In Godley v. Crandall & Godley Co. (supra) the court said: There is authority and sound reason in support of the proposition that, in the absence of some provision of statute, by-law or charter, the directors have no authority to vote salaries to each other as mere incidents of their office (Kelsey v. Sargent, 40 Hun, 150; Mather v. Eureka Mower Company, 118 N. Y. 629; Metropolitan Elevated Railway Co. v. Kneeland, 120 N. Y. 134); and there is ample authority to sustain the right of a minority stockholder to maintain a representative action to recover salaries voted by the directors to themselves. (Butts v. Wood, 37 N. Y. 317; Jacobson v. Brooklyn Lumber Co., 184 N. Y. 152; and see cases cited on page 163.)

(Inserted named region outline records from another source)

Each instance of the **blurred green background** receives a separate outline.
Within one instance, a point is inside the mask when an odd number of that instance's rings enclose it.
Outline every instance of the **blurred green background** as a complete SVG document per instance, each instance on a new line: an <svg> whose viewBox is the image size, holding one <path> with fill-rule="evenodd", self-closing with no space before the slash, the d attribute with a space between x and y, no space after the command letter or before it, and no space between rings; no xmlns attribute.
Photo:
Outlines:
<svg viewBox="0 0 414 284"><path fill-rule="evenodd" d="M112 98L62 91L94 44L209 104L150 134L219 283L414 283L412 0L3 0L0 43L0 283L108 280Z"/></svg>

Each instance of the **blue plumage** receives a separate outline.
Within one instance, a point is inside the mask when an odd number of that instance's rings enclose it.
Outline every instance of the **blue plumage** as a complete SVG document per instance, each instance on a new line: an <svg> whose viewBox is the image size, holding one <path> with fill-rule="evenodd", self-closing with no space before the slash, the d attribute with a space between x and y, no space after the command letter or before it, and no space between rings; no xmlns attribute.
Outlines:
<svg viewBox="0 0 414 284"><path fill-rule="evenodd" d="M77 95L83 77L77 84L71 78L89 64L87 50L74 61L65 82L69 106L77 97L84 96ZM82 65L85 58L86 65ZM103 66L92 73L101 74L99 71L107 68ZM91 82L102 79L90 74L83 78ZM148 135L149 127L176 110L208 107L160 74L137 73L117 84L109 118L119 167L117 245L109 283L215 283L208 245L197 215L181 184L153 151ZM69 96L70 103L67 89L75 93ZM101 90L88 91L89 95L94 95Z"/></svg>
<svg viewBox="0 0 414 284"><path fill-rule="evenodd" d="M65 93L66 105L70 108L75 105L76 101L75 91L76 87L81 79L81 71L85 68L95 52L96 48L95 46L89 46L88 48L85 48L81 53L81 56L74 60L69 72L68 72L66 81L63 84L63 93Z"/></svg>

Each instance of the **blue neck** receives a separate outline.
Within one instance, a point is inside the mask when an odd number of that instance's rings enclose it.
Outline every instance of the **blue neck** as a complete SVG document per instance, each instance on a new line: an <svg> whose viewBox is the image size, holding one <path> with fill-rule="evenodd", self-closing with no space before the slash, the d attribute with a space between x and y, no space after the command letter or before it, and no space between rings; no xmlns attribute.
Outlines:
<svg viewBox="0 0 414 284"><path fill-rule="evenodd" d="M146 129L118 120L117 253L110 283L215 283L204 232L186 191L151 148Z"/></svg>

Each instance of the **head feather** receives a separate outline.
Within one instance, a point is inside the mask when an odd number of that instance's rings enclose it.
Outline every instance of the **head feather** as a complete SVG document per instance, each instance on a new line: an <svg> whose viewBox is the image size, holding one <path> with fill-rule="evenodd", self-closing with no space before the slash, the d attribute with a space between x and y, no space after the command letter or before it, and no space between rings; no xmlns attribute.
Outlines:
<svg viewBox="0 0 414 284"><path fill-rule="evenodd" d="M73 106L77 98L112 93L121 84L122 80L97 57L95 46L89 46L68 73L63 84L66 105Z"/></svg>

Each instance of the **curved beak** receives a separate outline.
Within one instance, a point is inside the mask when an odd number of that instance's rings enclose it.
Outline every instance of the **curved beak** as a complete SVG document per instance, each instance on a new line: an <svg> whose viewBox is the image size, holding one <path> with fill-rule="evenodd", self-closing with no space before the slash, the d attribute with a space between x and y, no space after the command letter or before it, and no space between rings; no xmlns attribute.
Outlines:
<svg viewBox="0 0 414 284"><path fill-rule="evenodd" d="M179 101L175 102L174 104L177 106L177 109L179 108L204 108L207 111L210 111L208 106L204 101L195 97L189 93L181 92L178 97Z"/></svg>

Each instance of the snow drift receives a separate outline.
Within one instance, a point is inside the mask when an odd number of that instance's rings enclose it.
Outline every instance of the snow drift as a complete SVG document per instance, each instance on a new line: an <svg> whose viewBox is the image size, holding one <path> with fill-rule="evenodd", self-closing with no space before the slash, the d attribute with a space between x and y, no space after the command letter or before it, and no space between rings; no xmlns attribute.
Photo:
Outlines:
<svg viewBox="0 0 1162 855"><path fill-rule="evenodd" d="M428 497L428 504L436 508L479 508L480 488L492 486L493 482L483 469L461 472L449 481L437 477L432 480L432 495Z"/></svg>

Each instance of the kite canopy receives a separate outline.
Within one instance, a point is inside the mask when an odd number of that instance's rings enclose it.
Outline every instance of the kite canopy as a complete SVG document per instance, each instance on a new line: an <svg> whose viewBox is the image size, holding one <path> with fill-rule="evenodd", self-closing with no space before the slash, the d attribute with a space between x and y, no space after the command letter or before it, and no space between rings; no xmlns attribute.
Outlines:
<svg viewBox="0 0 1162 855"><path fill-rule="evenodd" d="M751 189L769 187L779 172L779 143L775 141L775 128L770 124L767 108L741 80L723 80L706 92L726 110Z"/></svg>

We think, therefore, a cause of action is stated against the directors of the defendant corporation. Such an action is maintained by a stockholder, but in the right of the corporation, making it a party defendant. (Niles v. N. Y. C. & H. R. R. R. Co., supra, 124.) The corporation is interested as is the plaintiff; yet it is a necessary party defendant. The service of a summons on a corporation is not service upon unnamed directors or officers, but the directors at least are necessary parties in order that an effective judgment may be had. We have then a question of practice. Justice will be done if an order be made requiring that the directors and such officers of the defendant corporation as counsel may advise be brought in as defendants and such disposition would expedite the prosecution of this action. This court has jurisdiction to make such order. (Civ. Prac. Act, § 192.) Where a complete determination of the controversy cannot be had without the presence of other parties the court must direct them to be brought in. (Civ. Prac. Act, § 193.) But neither in the summons nor in the complaint are the names of the officers and directors of the corporation given. The necessary parties should be brought in on proper application to the Special or Trial Term.

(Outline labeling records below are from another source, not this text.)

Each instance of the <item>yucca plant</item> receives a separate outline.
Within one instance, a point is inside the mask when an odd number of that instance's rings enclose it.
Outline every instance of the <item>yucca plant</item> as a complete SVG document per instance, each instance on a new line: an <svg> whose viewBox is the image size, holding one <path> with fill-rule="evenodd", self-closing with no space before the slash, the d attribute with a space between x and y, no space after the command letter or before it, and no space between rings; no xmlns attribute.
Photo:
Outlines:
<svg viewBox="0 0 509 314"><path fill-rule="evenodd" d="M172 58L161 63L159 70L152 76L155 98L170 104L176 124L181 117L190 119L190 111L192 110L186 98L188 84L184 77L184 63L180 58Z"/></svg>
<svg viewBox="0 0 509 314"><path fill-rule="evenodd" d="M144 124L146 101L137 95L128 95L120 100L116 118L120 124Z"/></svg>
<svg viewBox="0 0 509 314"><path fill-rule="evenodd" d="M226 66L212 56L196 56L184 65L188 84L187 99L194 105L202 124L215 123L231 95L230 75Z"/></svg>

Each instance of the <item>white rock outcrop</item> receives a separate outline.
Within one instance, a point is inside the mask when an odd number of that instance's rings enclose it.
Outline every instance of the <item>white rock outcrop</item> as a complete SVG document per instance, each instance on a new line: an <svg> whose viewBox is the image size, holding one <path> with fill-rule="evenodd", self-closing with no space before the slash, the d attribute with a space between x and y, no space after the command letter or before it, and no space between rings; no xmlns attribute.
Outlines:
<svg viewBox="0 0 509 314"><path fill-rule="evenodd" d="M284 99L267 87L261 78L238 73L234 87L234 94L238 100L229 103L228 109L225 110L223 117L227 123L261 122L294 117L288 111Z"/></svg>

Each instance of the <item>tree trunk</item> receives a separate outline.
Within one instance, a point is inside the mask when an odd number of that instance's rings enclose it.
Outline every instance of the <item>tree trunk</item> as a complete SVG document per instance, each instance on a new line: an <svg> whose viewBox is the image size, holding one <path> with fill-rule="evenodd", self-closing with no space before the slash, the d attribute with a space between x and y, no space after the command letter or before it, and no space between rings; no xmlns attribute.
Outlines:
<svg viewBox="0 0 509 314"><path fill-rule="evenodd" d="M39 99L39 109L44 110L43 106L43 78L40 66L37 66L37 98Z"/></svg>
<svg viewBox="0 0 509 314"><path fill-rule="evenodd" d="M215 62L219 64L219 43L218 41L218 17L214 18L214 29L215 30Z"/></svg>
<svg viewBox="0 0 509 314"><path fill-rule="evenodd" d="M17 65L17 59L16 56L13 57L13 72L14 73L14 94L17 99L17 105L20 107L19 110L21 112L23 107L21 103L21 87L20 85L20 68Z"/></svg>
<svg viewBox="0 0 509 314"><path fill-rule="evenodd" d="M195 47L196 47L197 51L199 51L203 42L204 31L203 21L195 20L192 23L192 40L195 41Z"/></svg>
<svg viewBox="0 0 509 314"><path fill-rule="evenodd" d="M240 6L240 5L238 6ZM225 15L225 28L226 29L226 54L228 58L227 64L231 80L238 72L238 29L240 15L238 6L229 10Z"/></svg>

The order should be affirmed, with ten dollars costs and disbursements, with direction that on proper application the other necessary parties be brought in and leave be given to serve an amended summons and complaint as advised by counsel.

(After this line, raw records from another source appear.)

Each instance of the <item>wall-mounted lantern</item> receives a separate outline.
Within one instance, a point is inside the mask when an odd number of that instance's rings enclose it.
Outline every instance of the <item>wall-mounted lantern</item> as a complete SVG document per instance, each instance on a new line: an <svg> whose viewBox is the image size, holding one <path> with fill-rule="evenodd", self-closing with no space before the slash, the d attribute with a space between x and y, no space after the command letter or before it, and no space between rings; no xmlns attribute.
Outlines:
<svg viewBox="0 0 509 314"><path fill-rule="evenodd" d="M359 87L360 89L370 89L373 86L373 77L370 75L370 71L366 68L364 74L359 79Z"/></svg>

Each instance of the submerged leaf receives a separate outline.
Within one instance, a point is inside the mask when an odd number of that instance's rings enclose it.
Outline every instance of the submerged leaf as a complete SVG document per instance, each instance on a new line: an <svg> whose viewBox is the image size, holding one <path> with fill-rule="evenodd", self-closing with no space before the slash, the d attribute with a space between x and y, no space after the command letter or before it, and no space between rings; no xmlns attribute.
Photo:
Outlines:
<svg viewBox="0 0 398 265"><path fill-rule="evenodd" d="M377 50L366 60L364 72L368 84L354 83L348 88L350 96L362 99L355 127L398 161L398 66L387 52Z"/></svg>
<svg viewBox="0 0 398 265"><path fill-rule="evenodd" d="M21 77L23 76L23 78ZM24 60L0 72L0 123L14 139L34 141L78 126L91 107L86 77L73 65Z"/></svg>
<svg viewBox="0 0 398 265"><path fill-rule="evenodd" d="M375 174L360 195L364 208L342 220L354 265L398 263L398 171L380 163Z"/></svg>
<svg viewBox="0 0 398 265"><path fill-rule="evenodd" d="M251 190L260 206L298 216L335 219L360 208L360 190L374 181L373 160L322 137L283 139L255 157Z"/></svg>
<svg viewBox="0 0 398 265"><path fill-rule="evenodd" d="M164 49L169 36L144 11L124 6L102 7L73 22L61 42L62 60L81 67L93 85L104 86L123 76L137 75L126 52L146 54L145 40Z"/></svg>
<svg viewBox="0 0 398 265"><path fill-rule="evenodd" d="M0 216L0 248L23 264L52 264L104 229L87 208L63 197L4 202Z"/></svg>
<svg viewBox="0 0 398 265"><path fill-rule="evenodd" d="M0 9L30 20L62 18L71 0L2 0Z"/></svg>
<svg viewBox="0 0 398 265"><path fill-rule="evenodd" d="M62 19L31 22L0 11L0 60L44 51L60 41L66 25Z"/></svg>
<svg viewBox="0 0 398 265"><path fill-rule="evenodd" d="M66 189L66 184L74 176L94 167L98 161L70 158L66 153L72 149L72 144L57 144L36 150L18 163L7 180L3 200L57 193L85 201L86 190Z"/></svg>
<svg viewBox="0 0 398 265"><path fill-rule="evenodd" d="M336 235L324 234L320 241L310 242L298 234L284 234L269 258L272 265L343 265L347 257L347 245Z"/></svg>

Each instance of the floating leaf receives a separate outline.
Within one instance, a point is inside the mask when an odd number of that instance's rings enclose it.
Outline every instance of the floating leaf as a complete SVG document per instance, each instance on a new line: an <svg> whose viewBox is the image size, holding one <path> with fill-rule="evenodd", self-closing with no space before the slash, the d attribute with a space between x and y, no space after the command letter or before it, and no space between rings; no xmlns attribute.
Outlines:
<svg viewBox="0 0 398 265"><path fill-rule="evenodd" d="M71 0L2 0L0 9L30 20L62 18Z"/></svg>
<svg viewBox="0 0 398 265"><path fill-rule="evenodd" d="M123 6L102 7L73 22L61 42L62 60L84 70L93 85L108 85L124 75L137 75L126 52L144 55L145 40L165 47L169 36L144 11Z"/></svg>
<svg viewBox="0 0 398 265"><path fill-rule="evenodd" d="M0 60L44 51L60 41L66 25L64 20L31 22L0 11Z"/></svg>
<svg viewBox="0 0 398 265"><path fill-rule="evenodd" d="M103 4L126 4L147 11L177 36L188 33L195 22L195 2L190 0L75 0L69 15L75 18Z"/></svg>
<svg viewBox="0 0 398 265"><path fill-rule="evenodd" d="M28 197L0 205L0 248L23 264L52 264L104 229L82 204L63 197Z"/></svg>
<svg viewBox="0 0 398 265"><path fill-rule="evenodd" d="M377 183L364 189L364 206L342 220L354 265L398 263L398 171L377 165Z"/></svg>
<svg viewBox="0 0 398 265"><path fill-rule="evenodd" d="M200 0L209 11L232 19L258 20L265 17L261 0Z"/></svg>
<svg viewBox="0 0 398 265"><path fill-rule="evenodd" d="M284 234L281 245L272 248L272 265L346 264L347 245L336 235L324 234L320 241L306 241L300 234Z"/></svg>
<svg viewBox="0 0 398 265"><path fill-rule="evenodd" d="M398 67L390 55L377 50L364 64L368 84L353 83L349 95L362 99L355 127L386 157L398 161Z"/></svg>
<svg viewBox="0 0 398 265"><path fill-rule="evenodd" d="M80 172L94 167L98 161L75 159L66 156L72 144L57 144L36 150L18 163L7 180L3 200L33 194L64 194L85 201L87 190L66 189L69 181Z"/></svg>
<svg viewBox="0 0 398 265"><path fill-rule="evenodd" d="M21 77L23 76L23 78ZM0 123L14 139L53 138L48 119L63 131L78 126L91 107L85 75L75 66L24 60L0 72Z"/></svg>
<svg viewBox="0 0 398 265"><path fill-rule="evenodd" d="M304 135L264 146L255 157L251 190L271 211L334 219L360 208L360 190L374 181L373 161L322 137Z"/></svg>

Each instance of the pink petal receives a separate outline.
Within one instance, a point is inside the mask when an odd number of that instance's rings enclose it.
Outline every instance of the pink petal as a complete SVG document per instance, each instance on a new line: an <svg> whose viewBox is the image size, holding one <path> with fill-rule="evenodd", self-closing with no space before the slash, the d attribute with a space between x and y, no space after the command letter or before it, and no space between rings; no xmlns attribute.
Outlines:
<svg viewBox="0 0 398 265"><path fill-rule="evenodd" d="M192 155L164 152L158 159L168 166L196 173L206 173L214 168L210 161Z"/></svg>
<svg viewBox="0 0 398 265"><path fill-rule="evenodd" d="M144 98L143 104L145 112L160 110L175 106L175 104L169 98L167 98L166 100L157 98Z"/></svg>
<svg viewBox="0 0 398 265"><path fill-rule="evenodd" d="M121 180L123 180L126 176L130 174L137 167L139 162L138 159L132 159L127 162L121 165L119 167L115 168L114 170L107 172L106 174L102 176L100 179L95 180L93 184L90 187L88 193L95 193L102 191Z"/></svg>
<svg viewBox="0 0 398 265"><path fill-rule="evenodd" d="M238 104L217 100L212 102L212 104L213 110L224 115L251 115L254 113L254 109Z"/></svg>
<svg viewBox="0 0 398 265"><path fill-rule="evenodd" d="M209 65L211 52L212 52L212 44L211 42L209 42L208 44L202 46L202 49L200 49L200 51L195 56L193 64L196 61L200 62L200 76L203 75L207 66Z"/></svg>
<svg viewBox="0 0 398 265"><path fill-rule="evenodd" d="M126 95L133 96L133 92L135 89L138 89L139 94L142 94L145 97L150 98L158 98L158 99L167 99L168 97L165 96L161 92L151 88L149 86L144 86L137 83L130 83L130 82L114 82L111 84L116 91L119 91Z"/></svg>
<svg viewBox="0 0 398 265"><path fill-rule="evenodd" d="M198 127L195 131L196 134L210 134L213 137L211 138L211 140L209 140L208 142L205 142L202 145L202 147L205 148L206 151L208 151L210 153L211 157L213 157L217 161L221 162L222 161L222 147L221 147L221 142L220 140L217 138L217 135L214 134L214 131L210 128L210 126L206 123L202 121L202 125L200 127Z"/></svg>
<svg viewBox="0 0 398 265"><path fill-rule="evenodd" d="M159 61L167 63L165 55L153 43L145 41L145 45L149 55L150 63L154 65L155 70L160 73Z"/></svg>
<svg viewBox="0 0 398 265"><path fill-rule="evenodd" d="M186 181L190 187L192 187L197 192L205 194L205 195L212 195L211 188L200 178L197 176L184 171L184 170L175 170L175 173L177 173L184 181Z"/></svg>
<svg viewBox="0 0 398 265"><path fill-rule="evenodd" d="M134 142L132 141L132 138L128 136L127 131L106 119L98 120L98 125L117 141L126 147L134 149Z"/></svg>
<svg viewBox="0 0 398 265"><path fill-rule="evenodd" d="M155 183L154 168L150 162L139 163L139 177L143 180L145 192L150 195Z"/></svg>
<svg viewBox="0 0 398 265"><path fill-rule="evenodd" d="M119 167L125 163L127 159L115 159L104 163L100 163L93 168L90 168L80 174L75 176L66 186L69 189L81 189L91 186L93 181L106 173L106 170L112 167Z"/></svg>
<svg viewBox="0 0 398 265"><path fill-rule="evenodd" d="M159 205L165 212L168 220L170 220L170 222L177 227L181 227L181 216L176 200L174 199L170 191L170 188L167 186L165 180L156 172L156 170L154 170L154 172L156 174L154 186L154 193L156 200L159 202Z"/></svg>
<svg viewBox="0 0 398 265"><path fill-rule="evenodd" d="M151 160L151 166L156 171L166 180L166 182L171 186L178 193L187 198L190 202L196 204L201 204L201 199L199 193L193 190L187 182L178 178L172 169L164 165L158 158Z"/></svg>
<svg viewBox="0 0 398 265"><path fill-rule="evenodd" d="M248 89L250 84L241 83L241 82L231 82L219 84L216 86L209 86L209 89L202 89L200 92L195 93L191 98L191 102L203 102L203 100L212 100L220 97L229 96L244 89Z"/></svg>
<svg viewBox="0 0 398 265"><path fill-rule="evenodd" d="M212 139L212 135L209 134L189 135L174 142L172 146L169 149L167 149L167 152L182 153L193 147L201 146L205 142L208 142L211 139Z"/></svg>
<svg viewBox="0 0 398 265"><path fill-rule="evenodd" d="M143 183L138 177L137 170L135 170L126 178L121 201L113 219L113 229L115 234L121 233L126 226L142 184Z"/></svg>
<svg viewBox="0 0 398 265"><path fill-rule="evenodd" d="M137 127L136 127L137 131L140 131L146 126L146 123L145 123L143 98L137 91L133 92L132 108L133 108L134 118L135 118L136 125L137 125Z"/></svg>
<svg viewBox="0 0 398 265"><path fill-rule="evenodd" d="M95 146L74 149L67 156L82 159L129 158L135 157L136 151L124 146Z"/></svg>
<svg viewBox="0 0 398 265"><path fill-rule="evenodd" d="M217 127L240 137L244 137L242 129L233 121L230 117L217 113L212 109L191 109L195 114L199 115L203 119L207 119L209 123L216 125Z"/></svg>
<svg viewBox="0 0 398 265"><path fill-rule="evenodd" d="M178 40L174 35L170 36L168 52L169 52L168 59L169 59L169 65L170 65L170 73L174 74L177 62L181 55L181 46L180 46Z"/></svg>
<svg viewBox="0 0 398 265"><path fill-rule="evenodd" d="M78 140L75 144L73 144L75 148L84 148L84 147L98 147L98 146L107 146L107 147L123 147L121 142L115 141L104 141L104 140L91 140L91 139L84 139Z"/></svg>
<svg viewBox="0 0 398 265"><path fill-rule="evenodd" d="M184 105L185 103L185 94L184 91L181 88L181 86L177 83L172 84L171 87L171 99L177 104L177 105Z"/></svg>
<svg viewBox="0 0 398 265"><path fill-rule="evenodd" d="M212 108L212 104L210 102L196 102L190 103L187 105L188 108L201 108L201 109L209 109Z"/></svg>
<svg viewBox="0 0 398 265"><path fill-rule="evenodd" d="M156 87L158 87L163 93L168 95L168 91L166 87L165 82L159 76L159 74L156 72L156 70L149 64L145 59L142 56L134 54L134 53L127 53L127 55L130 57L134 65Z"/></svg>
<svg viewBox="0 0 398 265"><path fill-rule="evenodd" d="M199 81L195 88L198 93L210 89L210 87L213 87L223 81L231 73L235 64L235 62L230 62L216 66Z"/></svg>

Whiimyeb and Hasbboxjck, JJ., concur; Hill, J., concurs in the result; Davis, J., concurs for affirmance, with a memorandum.

Davis, J.

I concur for affirmance. A cause of action was stated against the defendant corporation at least to the extent that any dividend which should be declared must be payable out of the surplus it had accumulated. Other necessary parties who were not joined always could have been brought in by amendment in a suit in equity and may now be brought in under section 193 of the Civil Practice Act. (Tooker v. Oakley, 10 Paige, 288; Vanderwerker v. Vanderwerker, 7 Barb. 221, 225.)

Order affirmed, with ten dollars costs and disbursements, and the court directs that, within thirty days after service of a copy of the order to be entered hereon, application may be made to the Special Term to bring in other necessary parties and for leave to serve an amended summons and complaint as advised by counsel.